Donc cette approche de la moralité basée sur des principes, fermement ancrée dans la logique sous-jacente de la coopération, surpasse une approche sans principe. MAC explique plus de types de moralité que MFT. Elle peut générer de nouvelles prédictions fondées sur des principes concernant le contenu et la structure de la moralité, prédictions qui ont jusqu’à présent été soutenues par la recherche psychologique et anthropologique. Et il conduit à une mesure plus complète et plus fiable des valeurs morales.
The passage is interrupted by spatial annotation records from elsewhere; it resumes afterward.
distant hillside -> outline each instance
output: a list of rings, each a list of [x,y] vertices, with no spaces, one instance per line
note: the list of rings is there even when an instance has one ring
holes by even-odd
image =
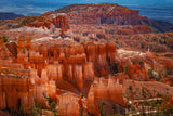
[[[116,3],[70,4],[52,13],[67,13],[71,24],[145,25],[155,33],[173,31],[172,23],[149,20],[137,10]]]
[[[0,12],[0,20],[13,20],[21,16],[24,16],[24,15],[10,13],[10,12]]]

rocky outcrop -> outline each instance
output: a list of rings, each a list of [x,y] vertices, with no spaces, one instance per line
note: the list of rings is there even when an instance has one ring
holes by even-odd
[[[51,28],[52,26],[56,28],[69,28],[68,20],[66,15],[62,14],[56,14],[56,15],[51,15],[50,17],[52,18],[40,18],[39,21],[32,22],[28,24],[27,26],[29,27],[43,27],[43,28]]]

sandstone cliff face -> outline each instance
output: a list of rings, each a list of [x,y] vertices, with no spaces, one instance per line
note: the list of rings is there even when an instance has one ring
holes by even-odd
[[[114,3],[71,4],[65,8],[56,10],[55,13],[67,13],[71,24],[138,25],[143,20],[147,21],[146,17],[139,16],[139,11]]]
[[[52,17],[52,15],[50,16]],[[67,27],[68,26],[68,20],[66,15],[53,15],[52,18],[41,18],[37,22],[32,22],[30,24],[28,24],[27,26],[29,27],[43,27],[43,28],[51,28],[52,26],[56,27],[56,28],[62,28],[62,27]]]

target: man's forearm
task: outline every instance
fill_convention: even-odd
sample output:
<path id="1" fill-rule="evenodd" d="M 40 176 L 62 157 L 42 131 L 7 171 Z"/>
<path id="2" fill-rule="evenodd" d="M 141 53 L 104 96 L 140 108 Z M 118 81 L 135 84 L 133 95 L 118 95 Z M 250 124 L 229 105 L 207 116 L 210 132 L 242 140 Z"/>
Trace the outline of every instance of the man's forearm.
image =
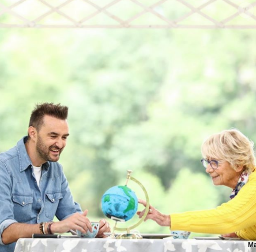
<path id="1" fill-rule="evenodd" d="M 4 244 L 9 244 L 20 238 L 31 238 L 33 233 L 40 233 L 39 224 L 15 223 L 4 230 L 2 241 Z"/>

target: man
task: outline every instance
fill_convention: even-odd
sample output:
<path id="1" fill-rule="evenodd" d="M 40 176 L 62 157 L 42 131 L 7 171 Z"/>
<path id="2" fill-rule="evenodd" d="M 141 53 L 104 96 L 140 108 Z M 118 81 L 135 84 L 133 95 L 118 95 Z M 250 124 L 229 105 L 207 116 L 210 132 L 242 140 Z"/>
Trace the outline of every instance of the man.
<path id="1" fill-rule="evenodd" d="M 0 252 L 14 250 L 21 237 L 32 233 L 92 231 L 87 210 L 73 200 L 61 165 L 57 162 L 69 135 L 68 107 L 37 105 L 28 136 L 0 154 Z M 53 222 L 55 215 L 60 221 Z M 109 232 L 100 221 L 98 237 Z"/>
Avec cette nouvelle carte du paysage moral, nous pouvons maintenant examiner plus en détail les terrains familiers et explorer des territoires encore inexplorés. Nous pouvons jeter un regard neuf sur la base génétique et l’architecture psychologique de la moralité. Nous pouvons réévaluer la relation entre la morale et la politique. Et nous pouvons étudier comment et pourquoi les valeurs morales varient dans le monde. Par-dessus tout, en utilisant une théorie pour générer de nouvelles prédictions testables, nous pouvons ouvrir la voie à une véritable science de la moralité.